L’obiettivo dei partecipanti al contest è mostrare il funzionamento degli exploit scritti per sfruttare le vulnerabilità scoperte nelle ultime versioni dei software, ovvero modificare il path di esecuzione del programma o del processo per consentire l’esecuzione di istruzioni arbitrarie. Il tempo a disposizione è di soli 30 minuti, durante i quali i ricercatori di sicurezza devono mettere in pratica le loro scoperte. Il browser con più vulnerabilità è risultato Internet Explorer 11 (4 bug), seguito da Firefox (3 bug), Safari (2 bug) e Chrome (1 bug).

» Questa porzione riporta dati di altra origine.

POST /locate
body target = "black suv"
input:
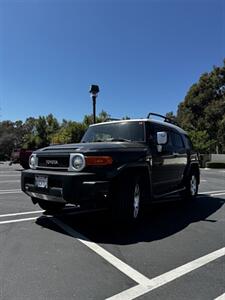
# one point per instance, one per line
(118, 165)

Il browser di Google si è rivelato il più sicuro, consentendo a Jung Hoon Lee di incassare 110.000 dollari in appena due minuti (la durata della dimostrazione). Il coreano ha sfruttato una falla “buffer overflow race condition”, superando le difese della sandbox di Chrome e della address space layout randomization (ASLR) di Windows 8.1. Jung Hoon Lee ha inoltre bucato la versione a 64 bit di Internet Explorer 11 su Windows 8.1 e Safari su OS X Yosemite, guadagnando così altri 115.000 dollari.

Oltre ai quattro browser, sotto gli attacchi dei partecipanti sono caduti anche Windows (5 bug), Adobe Reader (3 bug) e Adobe Flash (3 bug) per un totale di 21 vulnerabilità, che sono state segnalate agli sviluppatori dei software. Come già fatto da Mozilla, anche Apple, Microsoft, Adobe e Google rilasceranno le patch nei prossimi giorni.